The new six-year contract is retroactively dated to February 2021, when the previous contract expired, so it will continue to be off-cycle from the national bargaining agreement. However, benefits lapsed during the lockout, including accrual towards retirement and medical insurance, or as one worker put it on social media, “10 months no pay, delayed retirement, insurance re-enrollment, and God only knows what else … $100k loss.”
Another worker was concerned that a newly discovered health condition would be considered pre-existing and not covered under the new insurance plan. “Insurance re-enrollment is my concern. Being diagnosed with cancer while we were out, hoping I don’t have trouble getting it all reinstated.”
The ground was laid for the Beaumont betrayal in 2015, when, despite an outbreak of wildcat strikes that shut down a dozen refineries and reduced US production capacity by 20 percent, the USW caved to major concessions, including removing numerous refineries from the national bargaining agreement and altering their renewal schedules. Rather than negotiating with strength in numbers, the USW isolated these refineries, including ExxonMobil Beaumont, whose workers could be locked out with minimal consequence to the company.
The World Socialist Web Site recently interviewed a long-time worker at Marathon Petroleum’s Galveston Bay Refinery (GBR) in nearby Texas City, and veteran of the 2015 strike. He emphasized that a key demand of the Beaumont struggle should be to get their contract renewal dates in line with the national cycle. “I don’t understand why the USW doesn’t take action now and get the contract renewal back on date. The USW has lost that principle.”
The Beaumont struggle was becoming a major thorn in Exxon’s side, garnering support from oil and gas workers across the US and internationally, not to mention from rail workers, educators, health care providers, and other workers locked in their own struggles. The national contract covering 30,000 refinery workers or two-thirds of the US total, expired three weeks ago. Exxon was in a hurry to defuse the situation in Beaumont, lest it spark a repeat of the 2015 nationwide strikes. The USW was happy to call a snap vote and promote the previously rejected contract with minor adjustments.
The return to work is well-timed for ExxonMobil, which was able to run the refinery at full capacity during the lockout by forcing supervisors to pick up shifts and filling gaps with temporary workers. Exxon is planning an expansion at Beaumont of an additional 200,000 barrels per day capacity, which would make it the largest refinery in the country. When the companies demand workers, the USW races to comply.
Such was the case in January, when a cold snap in Texas caused the orderly shutdown of three Gulf Coast refineries, costing Valero, Chevron, and Marathon Petroleum millions of dollars per day in lost profits. Marathon, which is leading the national contract negotiations on behalf of the industry, needed the USW’s support to expedite restarting the GBR facility. Rather than using this as negotiating leverage, the USW rushed workers to the facility in unsafe, round-the-clock shifts, as the company demanded.

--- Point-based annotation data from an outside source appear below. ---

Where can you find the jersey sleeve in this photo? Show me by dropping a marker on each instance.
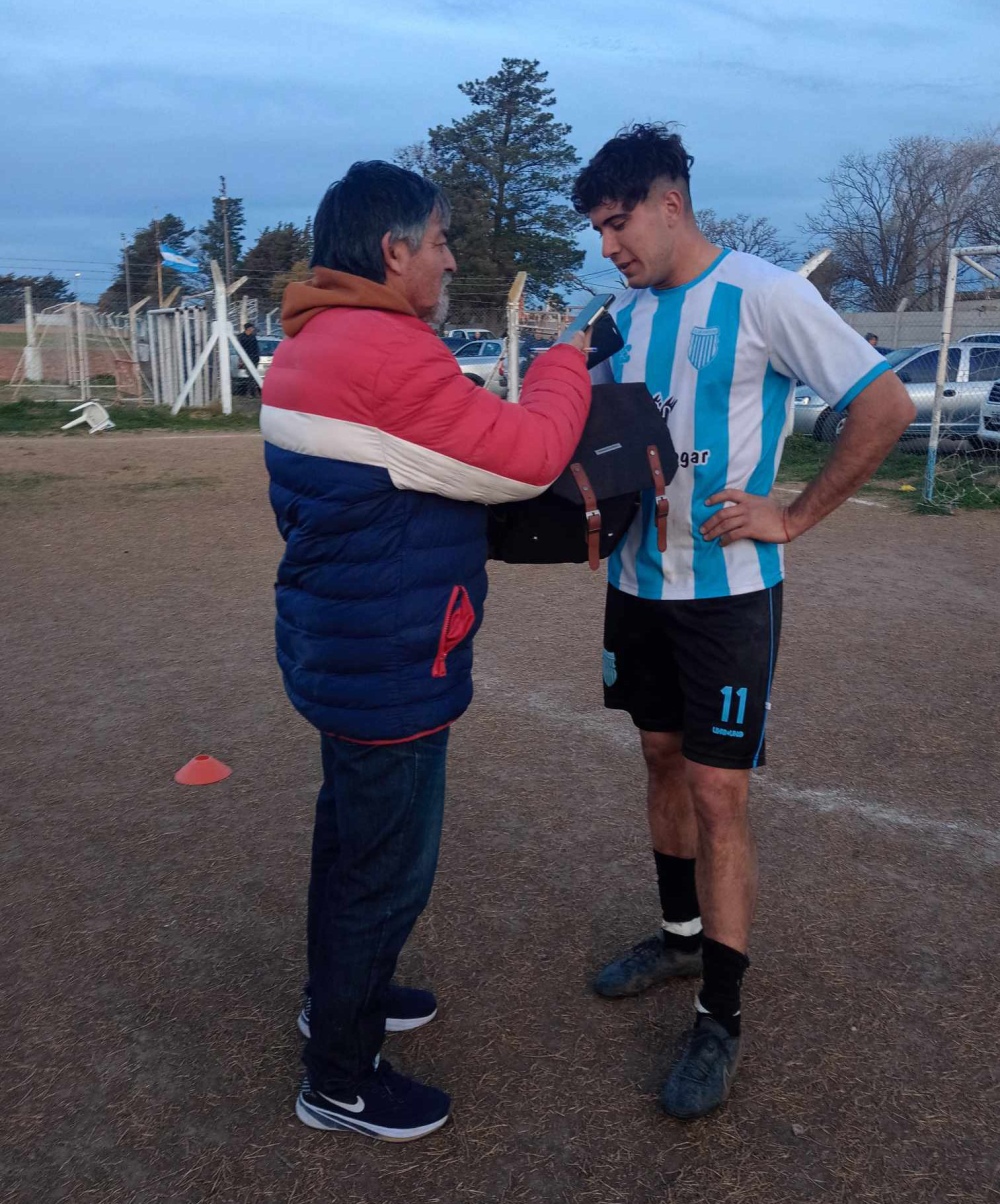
(810, 342)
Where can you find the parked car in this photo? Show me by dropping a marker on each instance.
(971, 371)
(469, 334)
(989, 418)
(241, 378)
(483, 361)
(809, 405)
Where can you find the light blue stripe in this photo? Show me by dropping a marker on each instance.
(865, 381)
(775, 412)
(711, 434)
(660, 372)
(623, 322)
(770, 679)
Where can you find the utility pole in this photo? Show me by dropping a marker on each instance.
(228, 255)
(128, 273)
(159, 265)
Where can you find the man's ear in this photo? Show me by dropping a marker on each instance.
(395, 255)
(672, 202)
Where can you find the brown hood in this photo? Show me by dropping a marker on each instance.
(327, 289)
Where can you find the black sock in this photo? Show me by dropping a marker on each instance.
(679, 899)
(720, 995)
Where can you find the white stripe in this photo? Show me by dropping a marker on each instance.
(743, 565)
(409, 465)
(632, 371)
(686, 928)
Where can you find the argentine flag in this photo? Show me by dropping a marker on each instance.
(178, 263)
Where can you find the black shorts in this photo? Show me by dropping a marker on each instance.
(702, 667)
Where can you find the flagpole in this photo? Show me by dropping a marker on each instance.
(159, 266)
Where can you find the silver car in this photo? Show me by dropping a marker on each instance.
(483, 363)
(972, 369)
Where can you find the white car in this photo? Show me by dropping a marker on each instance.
(483, 363)
(241, 378)
(468, 334)
(989, 417)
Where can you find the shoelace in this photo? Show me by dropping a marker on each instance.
(704, 1049)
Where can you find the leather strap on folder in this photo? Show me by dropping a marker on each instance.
(592, 513)
(662, 505)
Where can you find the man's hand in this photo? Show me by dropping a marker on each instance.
(746, 517)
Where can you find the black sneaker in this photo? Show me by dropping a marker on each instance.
(703, 1075)
(408, 1009)
(388, 1105)
(649, 962)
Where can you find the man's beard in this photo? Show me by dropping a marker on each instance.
(441, 308)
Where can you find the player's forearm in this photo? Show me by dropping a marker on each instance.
(876, 419)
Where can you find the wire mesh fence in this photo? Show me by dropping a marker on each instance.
(963, 423)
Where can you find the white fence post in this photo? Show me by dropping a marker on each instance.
(513, 336)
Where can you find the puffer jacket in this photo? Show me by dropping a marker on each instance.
(382, 455)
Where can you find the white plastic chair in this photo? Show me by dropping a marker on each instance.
(94, 414)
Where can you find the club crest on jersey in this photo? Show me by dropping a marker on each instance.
(703, 347)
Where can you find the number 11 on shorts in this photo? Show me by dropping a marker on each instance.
(727, 703)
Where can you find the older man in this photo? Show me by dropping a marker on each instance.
(382, 455)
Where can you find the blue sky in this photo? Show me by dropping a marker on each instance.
(113, 110)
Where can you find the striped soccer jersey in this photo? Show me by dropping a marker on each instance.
(721, 356)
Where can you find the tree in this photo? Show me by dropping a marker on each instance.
(507, 167)
(273, 255)
(143, 254)
(756, 236)
(212, 235)
(46, 290)
(893, 217)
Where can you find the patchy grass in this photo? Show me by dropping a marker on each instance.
(46, 418)
(965, 479)
(804, 456)
(23, 482)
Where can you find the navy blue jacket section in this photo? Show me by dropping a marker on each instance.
(379, 595)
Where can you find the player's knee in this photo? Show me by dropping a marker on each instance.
(663, 759)
(720, 803)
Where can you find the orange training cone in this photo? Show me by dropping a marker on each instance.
(202, 771)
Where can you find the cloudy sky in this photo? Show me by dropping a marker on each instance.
(118, 108)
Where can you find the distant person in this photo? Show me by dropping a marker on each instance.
(691, 633)
(248, 341)
(382, 455)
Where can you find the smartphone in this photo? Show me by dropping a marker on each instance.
(591, 313)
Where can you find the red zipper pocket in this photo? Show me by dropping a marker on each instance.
(459, 621)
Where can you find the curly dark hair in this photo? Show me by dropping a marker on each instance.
(626, 166)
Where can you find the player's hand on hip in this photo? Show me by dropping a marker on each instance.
(745, 517)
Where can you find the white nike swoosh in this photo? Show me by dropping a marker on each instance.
(358, 1107)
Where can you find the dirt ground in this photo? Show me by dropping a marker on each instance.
(152, 933)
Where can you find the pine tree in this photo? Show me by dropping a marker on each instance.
(507, 169)
(212, 235)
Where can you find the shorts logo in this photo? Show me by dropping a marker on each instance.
(703, 347)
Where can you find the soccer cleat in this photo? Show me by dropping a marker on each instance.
(703, 1075)
(649, 962)
(386, 1105)
(408, 1009)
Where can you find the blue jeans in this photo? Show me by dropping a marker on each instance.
(374, 853)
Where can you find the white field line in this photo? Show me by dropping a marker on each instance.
(614, 729)
(969, 838)
(857, 501)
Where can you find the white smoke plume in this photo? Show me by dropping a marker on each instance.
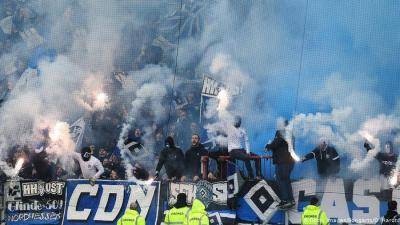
(86, 37)
(149, 107)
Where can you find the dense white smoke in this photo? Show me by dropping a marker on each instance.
(86, 37)
(149, 107)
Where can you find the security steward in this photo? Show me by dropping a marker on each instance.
(198, 214)
(313, 215)
(131, 216)
(179, 213)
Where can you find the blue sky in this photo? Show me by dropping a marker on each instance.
(351, 50)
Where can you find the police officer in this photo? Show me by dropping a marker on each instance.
(198, 215)
(178, 215)
(131, 216)
(313, 215)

The GBR worker was aghast at the USW’s response: “The [USW] International ought to be holding this over their [Marathon’s] heads. It’s a bargaining chip. It’s a gimme, a fumble on the 1-yard line.”
The USW’s actions are not mere missteps: the union leadership seeks to prove to the corporations and state that they are useful instruments to discipline workers and maximize profit-extraction, so that they can continue to enjoy their privileges while workers suffer year over year, contract over contract.
However, the mood of workers is moving rapidly towards confrontation with the corporations and union apparatus. No meaningful progress is possible for workers until they take the struggle into their own hands by forming rank-and-file committees independent of the USW and forging alliances with other class-conscious workers across North America and the world.